Centres of Excellence -> Endocrinology and Diabetes -> Microvascular complications

Microvascular complications

Microvascular complications are: retinopathy, neuropathy and nephropathy.

Diabetic retinopathy is one of the leading causes of poor vision and blindness which is 25 times more common in people with diabetes than in the general population. It is important to know that microangiopathy of the retina in diabetes begins before the appearance of clinically visible signs of the disease with changes in the structure and function of the small blood vessels of the retina on the back of the eye where the image of what we see is created. According to the modern classification, the classification of diabetic retinopathy is divided into non-proliferative and proliferative diabetic retinopathy and diabetic maculopathy. In non-proliferative diabetic retinopathy we have changes in the capillaries of the retina due to which they become permeable, create bubbly expansions of the blood vessel walls (microaneurysms) that can burst and then spotty, spotty hemorrhages and edema, hard and soft exudates are seen in the retina. Proliferative diabetic retinopathy is a late stage of the disease in which ischemic areas are formed due to obliteration (clogging) of small blood vessels and as a reaction to ischemia, new irregular, fragile vessels (neovascularization) grow and are prone to bursting and leaking fluid. During growth, the newly created vessels gradually enlarge and branch and the connective tissue that surrounds them multiplies and creates fibrovascular membranes that spread along the surface of the retina or rise into the vitreous. Due to the fragility of their walls the newly formed blood vessels burst and cause bleeding in the retina or in the vitreous body. When bleeding occurs in the vitreous tissue, vision suddenly weakens. The connective tissue grown into the vitreous gradually tightens, causing distortion of the retina and tearing of blood vessels with profuse bleeding and can also cause tractional detachment of the retina (retinal ablation) which results in blindness. Refractory secondary neovascular glaucoma is a very common complication of retinal ischemia.

Diabetic maculopathy is a special form of retinopathy in which pathological microvascular changes affect the area of the macula, the functionally most important part of the retina at the back of the eye. It is the place of greatest visual acuity that allows us to distinguish details when reading or watching television. Changes can develop at any stage of diabetic retinopathy. Due to damage in the area of the macula, the blood vessels become permeable and swelling (edema) of the macula occurs and symptoms of vision impairment occur which are experienced as blurring, distortion of the image and difficulty seeing at night. Diabetic maculopathy is the main cause of visual acuity loss and blindness in people with diabetes.

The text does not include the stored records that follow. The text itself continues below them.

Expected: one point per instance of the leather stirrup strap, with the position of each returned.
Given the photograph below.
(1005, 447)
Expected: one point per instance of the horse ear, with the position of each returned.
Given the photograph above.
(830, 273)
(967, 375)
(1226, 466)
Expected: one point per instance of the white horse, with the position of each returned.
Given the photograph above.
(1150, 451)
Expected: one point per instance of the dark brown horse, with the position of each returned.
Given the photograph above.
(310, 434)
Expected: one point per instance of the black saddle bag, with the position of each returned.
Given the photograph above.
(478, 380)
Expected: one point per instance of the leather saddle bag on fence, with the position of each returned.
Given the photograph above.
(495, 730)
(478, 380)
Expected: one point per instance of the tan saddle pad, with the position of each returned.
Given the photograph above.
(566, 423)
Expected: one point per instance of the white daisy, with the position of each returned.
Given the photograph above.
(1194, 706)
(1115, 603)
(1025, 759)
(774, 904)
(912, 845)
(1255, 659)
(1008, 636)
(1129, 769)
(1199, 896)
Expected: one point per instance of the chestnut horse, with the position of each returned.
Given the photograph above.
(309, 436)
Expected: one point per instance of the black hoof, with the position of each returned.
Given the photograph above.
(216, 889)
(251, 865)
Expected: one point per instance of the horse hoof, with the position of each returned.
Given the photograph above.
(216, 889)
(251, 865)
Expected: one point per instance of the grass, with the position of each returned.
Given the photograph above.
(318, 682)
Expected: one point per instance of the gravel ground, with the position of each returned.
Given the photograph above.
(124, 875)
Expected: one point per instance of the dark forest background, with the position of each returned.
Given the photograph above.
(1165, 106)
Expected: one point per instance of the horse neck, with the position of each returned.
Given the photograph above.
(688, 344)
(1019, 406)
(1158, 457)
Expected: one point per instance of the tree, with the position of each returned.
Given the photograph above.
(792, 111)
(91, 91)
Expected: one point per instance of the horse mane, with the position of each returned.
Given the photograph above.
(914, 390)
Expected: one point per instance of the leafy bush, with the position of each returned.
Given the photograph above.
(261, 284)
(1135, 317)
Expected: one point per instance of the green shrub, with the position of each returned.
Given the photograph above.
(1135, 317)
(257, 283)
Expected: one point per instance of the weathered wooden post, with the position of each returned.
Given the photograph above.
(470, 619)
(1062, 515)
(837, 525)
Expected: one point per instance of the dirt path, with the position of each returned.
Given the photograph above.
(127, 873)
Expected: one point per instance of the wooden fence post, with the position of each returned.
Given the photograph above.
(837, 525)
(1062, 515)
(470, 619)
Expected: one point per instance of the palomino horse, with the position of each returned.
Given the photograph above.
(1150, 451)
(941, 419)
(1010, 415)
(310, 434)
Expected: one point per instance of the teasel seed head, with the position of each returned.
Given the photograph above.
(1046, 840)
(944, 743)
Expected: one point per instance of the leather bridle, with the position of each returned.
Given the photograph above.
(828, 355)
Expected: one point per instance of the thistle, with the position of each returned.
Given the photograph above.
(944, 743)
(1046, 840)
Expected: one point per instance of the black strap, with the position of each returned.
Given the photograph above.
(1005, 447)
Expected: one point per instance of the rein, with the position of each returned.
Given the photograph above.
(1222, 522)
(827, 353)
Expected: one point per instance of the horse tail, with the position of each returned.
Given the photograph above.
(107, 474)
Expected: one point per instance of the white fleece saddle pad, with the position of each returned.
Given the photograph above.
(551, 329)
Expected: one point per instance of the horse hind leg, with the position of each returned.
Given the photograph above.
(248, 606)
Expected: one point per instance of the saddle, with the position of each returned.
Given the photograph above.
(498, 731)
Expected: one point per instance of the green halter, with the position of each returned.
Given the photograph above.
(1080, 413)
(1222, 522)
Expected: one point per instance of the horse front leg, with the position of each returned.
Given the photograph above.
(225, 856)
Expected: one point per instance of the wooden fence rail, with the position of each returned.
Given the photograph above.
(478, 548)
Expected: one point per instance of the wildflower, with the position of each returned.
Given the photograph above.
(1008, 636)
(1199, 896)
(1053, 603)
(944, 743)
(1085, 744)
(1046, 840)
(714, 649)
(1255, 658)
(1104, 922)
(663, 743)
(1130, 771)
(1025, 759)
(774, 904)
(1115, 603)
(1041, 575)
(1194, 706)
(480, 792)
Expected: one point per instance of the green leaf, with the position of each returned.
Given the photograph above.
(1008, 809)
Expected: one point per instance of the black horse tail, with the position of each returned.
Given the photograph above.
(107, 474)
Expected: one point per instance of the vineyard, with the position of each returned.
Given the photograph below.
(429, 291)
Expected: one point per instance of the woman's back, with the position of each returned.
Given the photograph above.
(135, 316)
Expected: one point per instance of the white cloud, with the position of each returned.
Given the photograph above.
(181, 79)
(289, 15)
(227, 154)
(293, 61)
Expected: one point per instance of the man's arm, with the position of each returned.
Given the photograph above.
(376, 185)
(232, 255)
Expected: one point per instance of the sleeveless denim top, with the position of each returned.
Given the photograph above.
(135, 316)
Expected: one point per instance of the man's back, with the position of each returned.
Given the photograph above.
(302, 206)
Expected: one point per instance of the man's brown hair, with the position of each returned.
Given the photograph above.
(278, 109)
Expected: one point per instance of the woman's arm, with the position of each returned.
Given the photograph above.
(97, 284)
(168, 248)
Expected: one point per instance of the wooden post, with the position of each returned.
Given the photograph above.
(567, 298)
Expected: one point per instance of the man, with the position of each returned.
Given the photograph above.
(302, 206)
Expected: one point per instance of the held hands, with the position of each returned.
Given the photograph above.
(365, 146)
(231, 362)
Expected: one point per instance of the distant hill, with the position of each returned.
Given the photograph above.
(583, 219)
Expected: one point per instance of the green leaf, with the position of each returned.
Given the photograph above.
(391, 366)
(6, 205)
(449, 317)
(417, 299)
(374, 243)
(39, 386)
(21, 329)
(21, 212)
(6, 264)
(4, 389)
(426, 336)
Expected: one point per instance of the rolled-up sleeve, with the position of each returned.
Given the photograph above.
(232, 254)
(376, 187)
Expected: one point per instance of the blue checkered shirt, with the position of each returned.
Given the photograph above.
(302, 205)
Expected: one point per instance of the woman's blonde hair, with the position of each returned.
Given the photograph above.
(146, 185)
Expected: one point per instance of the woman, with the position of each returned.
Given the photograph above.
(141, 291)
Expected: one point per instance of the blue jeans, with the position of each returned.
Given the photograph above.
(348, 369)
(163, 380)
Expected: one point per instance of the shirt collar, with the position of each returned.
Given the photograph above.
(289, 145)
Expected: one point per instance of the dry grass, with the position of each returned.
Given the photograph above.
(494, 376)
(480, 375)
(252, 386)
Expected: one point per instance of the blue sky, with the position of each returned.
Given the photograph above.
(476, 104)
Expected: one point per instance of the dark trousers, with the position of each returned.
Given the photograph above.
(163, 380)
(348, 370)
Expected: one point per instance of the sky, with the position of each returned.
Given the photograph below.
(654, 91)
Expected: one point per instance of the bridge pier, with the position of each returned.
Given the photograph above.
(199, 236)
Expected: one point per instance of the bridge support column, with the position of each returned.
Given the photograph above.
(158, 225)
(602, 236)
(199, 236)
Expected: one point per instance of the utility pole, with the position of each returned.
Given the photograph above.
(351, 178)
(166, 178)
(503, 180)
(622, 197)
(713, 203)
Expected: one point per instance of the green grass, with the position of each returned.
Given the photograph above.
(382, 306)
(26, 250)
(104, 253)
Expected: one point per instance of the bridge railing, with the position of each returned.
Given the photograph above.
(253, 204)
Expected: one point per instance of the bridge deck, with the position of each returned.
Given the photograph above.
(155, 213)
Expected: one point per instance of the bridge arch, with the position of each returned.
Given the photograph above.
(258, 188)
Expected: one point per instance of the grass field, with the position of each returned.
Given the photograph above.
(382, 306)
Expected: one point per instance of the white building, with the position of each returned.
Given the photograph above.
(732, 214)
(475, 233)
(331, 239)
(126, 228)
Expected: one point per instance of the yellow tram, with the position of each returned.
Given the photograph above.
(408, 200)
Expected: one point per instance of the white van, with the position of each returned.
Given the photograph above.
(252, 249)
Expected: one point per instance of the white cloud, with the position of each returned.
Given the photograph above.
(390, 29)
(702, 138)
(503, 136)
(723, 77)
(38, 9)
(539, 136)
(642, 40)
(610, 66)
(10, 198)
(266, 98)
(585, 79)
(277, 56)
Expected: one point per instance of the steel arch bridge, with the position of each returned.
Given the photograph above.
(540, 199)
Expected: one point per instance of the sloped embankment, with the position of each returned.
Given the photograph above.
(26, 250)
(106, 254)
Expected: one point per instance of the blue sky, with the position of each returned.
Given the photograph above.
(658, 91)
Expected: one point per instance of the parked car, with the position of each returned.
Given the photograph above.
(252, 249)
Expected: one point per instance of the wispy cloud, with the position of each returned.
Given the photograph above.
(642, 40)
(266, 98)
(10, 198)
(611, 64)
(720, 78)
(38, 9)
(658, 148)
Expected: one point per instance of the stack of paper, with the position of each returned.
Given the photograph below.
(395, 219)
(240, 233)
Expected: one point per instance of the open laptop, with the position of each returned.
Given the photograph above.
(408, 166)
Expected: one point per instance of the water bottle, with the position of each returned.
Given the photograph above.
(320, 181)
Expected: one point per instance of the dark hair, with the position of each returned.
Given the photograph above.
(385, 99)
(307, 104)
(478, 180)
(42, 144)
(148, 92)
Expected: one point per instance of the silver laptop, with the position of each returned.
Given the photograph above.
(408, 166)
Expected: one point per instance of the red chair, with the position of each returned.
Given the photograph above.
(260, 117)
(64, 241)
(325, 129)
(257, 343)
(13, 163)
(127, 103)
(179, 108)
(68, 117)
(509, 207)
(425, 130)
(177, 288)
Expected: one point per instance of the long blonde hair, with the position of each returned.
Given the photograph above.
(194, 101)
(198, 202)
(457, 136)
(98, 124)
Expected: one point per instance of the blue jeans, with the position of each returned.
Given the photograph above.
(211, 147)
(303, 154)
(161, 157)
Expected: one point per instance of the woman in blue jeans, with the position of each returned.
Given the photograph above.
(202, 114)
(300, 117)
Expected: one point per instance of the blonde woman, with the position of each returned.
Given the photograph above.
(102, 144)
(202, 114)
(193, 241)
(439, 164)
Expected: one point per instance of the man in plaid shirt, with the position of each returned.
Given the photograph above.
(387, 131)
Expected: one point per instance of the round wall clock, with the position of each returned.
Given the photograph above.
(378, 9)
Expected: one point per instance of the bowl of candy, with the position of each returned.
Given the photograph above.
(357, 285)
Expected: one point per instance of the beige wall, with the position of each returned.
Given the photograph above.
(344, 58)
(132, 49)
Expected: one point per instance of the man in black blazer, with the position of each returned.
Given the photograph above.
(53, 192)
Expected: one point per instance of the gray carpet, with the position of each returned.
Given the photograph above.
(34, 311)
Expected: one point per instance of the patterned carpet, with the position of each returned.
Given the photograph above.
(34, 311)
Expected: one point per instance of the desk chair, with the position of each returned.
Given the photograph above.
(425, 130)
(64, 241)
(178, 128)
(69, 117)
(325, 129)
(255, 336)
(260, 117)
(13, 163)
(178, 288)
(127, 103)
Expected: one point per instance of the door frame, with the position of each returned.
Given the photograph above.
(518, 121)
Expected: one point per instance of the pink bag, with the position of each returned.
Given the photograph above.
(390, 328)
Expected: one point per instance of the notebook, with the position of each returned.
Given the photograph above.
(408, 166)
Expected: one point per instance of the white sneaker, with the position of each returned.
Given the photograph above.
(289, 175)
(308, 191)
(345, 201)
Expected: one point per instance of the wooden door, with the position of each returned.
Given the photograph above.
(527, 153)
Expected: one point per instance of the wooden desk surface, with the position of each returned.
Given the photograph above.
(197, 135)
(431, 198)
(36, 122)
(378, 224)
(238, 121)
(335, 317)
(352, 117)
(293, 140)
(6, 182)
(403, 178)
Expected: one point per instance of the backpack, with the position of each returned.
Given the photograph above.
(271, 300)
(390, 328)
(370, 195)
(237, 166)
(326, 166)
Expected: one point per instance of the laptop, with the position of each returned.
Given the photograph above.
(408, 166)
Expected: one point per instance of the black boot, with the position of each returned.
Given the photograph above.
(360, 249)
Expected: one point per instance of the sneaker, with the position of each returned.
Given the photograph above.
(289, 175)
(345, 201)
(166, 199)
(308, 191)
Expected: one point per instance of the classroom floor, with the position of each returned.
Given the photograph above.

Retinopathy does not cause noticeable visual disturbances until it is very advanced. Timely laser photocoagulation of the retina is still the basic method of treating diabetic retinopathy. Timely laser treatment is an effective way to treat severe visual impairment. The patient does not recognize the initial stages of diabetic retinopathy so it is very important to identify and regularly monitor the initial reversible changes whose further deterioration can be prevented by controlling variable risk factors (glycemia, blood pressure, fat, not smoking). A complete ophthalmological examination includes: determination of visual acuity, measurement of intraocular pressure and examination of the anterior and posterior segments of both eyes after pupil dilation using pupil dilation drops. For type 2 patients, the first ophthalmological examination is done when the disease is discovered because the disease can last for a long time (20% of patients have retinopathy when the disease is discovered). If there are no signs of diabetic retinopathy the examination is repeated once a year and if changes are found, the ophthalmologist will determine the time of the new examination in order to start timely treatment with laser or drugs. Patients with type 1 diabetes should have their first examination by an ophthalmologist five years after the discovery of diabetes. Women with diabetes who plan to become pregnant are recommended to have an ophthalmological examination before conception, during pregnancy in the first trimester and six months after giving birth. Pregnant women with gestational diabetes do not have an increased risk of developing diabetic retinopathy so regular ophthalmological examinations are not necessary.